F. N.: Non, il s'agit plutôt d'un cri d'indignation, d'une réaction unique. Contrairement à l'affaire des fonds en déshérence, cette campagne n'est pas greffée à une action gouvernementale. C'est une action sur l'opinion menée par une ONG qui a pour but de discréditer la Suisse et sa ministre des affaires étrangères. Mais les gouvernements sont déjà intervenus et de manière mesurée.

De toute façon, la Suisse est comptable de la manière dont elle applique les résolutions des Nations Unies, puisqu'elle doit envoyer un rapport au comité des sanctions de l'ONU. Donc tôt ou tard, ce comité recevra ce rapport et pourra poser à la Suisse les questions qu'il juge nécessaires.

Cela dit, cet accord n'est pas une matière à discussion entre la Suisse et les Etats-Unis. Ces derniers appliquent leurs sanctions nationales. Ils sont le moteur des sanctions dans le cadre de l'ONU. Les Etats-Unis sont donc particulièrement vigilants sur cette question. Mais la Suisse n'a pas de comptes à rendre aux Etats-Unis sur cet accord.

swissinfo : Mais la Suisse représente tout de même les intérêts américains en Iran?

F. N.: Ce rôle impose en effet de l'impartialité et une crédibilité auprès des deux parties. Mais ce mandat ne peut pas s'interpréter contre les intérêts de la Suisse.

swissinfo: Quelles conséquences peuvent avoir les critiques des Etats-Unis et cette campagne de l'Anti-Defamation League?

F. N.: Elles ne devraient pas avoir de conséquences. Mais elles interviennent dans un contexte international particulier, celui du dossier nucléaire iranien. Il y a un consensus de l'Union européenne, du Conseil de sécurité et de l'Agence internationale de l'énergie atomique (AIEA) pour que l'Iran cesse l'enrichissement de son uranium aussi longtemps que ce pays n'a pas regagné la confiance de la communauté internationale. Une confiance rompue suite à la découverte de son programme clandestin d'enrichissement.

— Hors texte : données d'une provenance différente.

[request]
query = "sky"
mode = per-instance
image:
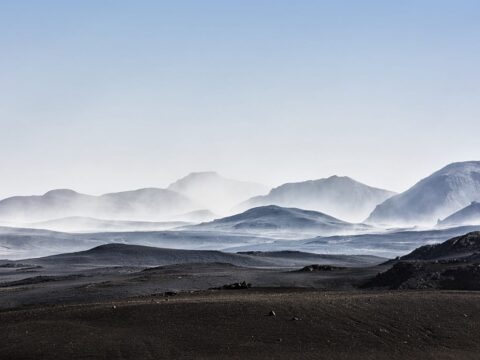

Or dans cette affaire, la Suisse s'est singularisée dans ses positions et ses initiatives de médiation. Ces critiques autour de l'accord gazier frappent donc une Suisse déjà fragilisée.

Interview swissinfo: Frédéric Burnand, Genève

Un voyage exposé

Micheline Calmy-Rey s'est rendue en Iran les 16 et 17 mars.

L'objectif de sa visite officielle était triple: évoquer le dossier du nucléaire, aborder la question des droits de l'homme et assister à la signature d'un gros contrat gazier entre la société nationale iranienne et une entreprise suisse.

Le même jour, l'ambassade américaine à Berne a dénoncé cet accord, estimant qu'il violait l'esprit des sanctions de l'ONU contre la république islamique. Le Département fédéral des Affaires étrangères (DFAE) le jugeait au contraire compatible avec ces mêmes sanctions.

Le ministère israélien des Affaires étrangères a quant à lui renchéri, parlant d'un «acte inamical à l'égard d'Israël». Le nouvel ambassadeur de Suisse à Tel-Aviv a été convoqué.